Biography
I earned my Masters of Applied Science degree from the Electrical and Computer Engineering Department from the University of Toronto in November 2022. Prior to that, I got my Bachelors of Science degree in Electrical Engineering with a minors in Mathematics from Sharif University of Technology, Tehran, Iran.
During my masters studies, I’ve been doing research under the supervision of Professor Stark Draper at the intersection of Optimization methods and Coding Theory, specifically using Alternating Direction Method of Multipliers (ADMM) in linear programming (LP) decoding of LDPC (Low-Density Parity-Check) codes. My thesis focused on reducing the algorithmic complexity of the so-called iterative ADMM-LP decoder through two approaches.

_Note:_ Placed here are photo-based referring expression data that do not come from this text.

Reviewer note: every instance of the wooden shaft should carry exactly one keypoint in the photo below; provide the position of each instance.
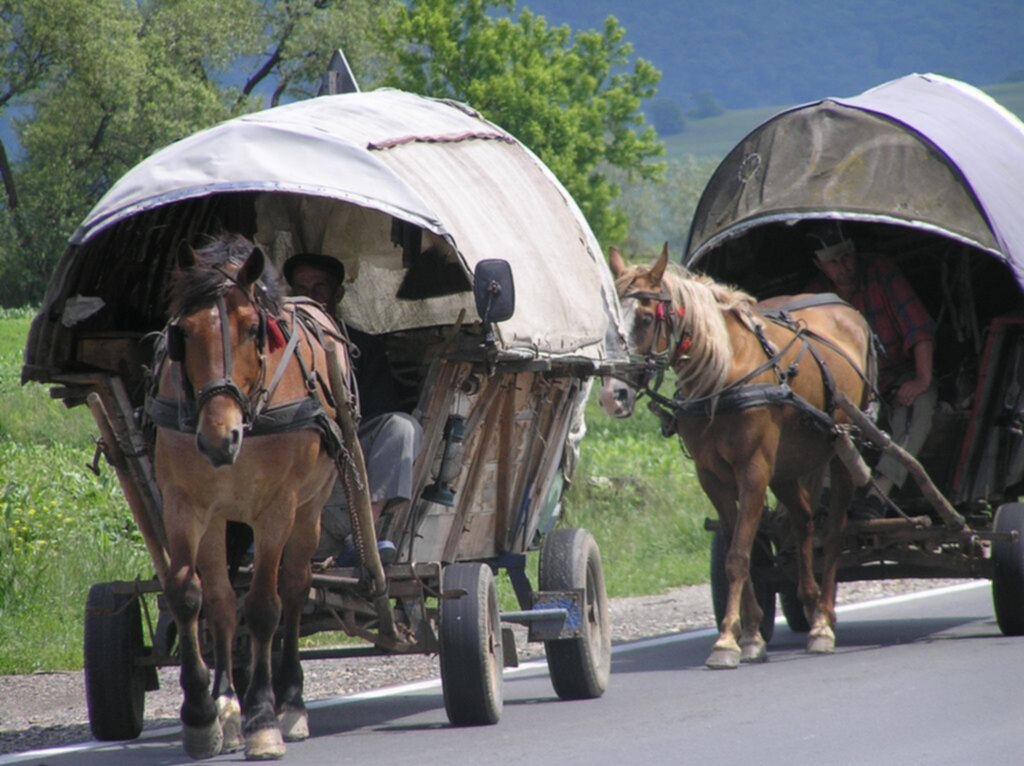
(882, 440)
(357, 490)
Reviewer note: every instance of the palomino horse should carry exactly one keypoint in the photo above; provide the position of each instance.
(755, 408)
(244, 434)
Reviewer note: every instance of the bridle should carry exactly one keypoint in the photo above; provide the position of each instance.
(249, 401)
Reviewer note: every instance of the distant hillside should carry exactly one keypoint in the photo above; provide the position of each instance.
(713, 137)
(756, 53)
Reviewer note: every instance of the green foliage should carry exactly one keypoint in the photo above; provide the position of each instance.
(101, 84)
(667, 116)
(61, 528)
(573, 99)
(660, 212)
(638, 495)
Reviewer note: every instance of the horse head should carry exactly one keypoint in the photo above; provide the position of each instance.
(219, 335)
(644, 301)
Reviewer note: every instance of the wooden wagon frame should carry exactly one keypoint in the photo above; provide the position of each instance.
(417, 198)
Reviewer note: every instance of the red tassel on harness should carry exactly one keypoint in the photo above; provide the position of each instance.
(274, 338)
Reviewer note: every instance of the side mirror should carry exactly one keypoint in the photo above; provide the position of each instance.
(494, 289)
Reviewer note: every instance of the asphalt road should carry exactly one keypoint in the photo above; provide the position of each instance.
(923, 679)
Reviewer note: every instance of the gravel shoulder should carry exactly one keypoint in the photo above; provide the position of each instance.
(46, 710)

- Reducing per-iteration complexity by proposing a sparse affine projection algorithm (SAPA):
In each iteration of the algorithm, a parity-polytope projection must be applied which is computationally intensive, with a time complexity of $O(d \log(d))$, where d is the dimension of the polytope. The proposed Sparse Affine Projection Algorithm (SAPA) approximates the projection step with great precision, such that the overall performance of the decoder is not significantly impacted while achieving a linear time complexity of $O(d)$.

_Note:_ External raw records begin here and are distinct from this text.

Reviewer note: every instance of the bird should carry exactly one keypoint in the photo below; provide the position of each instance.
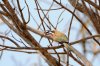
(60, 37)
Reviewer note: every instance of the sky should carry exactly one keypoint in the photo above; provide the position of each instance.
(10, 58)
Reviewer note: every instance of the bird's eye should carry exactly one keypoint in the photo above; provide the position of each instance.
(53, 31)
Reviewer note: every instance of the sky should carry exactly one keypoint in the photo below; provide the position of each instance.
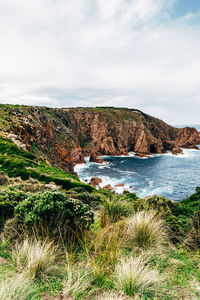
(142, 54)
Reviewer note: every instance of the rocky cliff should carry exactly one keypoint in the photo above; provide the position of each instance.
(65, 136)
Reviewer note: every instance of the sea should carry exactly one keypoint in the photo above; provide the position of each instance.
(172, 176)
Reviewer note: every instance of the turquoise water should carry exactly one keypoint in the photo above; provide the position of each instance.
(174, 177)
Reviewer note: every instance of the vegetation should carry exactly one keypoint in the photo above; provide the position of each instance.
(62, 239)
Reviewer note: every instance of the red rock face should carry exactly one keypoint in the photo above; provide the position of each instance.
(188, 138)
(65, 136)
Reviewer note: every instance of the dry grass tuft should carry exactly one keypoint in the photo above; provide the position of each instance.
(34, 258)
(111, 297)
(18, 288)
(78, 281)
(145, 230)
(134, 277)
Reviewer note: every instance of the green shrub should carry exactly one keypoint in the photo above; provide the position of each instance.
(52, 213)
(9, 198)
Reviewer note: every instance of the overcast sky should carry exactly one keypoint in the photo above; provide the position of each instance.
(142, 54)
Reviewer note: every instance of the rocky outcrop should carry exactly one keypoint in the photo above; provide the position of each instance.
(95, 158)
(95, 181)
(188, 138)
(66, 136)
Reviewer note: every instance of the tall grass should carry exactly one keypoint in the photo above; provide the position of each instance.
(113, 208)
(78, 281)
(103, 249)
(133, 277)
(145, 230)
(17, 288)
(111, 297)
(34, 258)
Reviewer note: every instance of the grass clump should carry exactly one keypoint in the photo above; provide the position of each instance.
(78, 281)
(145, 230)
(113, 209)
(35, 259)
(134, 277)
(18, 288)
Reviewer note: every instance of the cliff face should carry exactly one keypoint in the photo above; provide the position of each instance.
(65, 136)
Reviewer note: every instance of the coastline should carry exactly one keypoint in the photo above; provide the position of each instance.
(131, 187)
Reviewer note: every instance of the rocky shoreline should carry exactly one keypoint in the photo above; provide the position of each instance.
(64, 137)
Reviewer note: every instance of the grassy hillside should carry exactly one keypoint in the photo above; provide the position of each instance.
(62, 239)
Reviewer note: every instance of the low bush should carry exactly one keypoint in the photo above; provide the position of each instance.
(53, 214)
(9, 198)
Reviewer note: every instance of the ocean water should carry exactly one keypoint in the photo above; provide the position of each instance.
(174, 177)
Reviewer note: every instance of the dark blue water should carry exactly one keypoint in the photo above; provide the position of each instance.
(174, 177)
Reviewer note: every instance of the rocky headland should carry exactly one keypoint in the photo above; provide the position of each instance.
(65, 136)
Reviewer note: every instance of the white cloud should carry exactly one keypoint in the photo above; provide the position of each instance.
(101, 52)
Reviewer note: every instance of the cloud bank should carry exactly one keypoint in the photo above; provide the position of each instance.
(132, 53)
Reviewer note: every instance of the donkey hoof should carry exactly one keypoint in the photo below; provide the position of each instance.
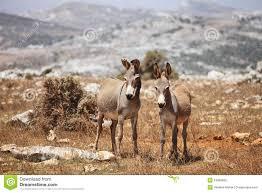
(187, 158)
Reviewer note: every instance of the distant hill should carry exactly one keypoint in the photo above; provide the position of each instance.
(17, 31)
(204, 8)
(83, 15)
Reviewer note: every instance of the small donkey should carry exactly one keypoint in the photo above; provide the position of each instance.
(118, 101)
(175, 109)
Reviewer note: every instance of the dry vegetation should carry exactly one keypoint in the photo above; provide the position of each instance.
(210, 106)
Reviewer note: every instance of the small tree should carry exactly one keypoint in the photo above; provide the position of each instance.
(151, 58)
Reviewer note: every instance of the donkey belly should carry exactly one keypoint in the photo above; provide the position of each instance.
(107, 99)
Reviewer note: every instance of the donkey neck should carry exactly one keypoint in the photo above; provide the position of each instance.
(169, 105)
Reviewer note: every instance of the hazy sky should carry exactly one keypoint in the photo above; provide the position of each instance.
(20, 6)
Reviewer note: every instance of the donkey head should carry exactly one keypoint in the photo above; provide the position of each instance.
(132, 78)
(162, 84)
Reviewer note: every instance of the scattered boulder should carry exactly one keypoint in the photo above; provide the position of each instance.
(231, 90)
(7, 147)
(255, 99)
(90, 168)
(239, 104)
(240, 136)
(215, 75)
(51, 136)
(43, 153)
(257, 142)
(11, 74)
(66, 140)
(50, 162)
(218, 137)
(22, 119)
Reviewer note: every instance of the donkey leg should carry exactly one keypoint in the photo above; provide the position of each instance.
(113, 135)
(119, 134)
(134, 133)
(173, 149)
(184, 134)
(99, 129)
(162, 137)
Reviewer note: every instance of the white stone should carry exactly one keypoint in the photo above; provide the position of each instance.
(23, 118)
(51, 136)
(240, 136)
(215, 75)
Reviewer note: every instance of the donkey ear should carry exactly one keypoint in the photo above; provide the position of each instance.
(168, 70)
(125, 63)
(156, 71)
(136, 64)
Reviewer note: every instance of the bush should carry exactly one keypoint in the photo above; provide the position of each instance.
(151, 58)
(58, 106)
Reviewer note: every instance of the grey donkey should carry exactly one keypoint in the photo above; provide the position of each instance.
(119, 100)
(175, 109)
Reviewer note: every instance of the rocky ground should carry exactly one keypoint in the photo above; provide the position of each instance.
(224, 134)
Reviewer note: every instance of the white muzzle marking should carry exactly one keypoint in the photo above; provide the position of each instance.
(130, 90)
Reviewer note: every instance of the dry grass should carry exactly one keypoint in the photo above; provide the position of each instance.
(234, 157)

- Reducing the number of iterations by proposing a randomized layered scheduling for node updates:
Previous research in the field of iterative LDPC decoders has demonstrated the efficacy of scheduling node updates to improve convergence. While prior works have proposed deterministic strategies for scheduling updates, we proposed a randomized approach by introducing a probability mass function over the node indices. This randomized schedule allows the decoder to take advantage of the information provided by the Signal-to-Noise (SNR) ratio and adapt the schedule to fall somewhere between a completely greedy and completely agnostic schedule.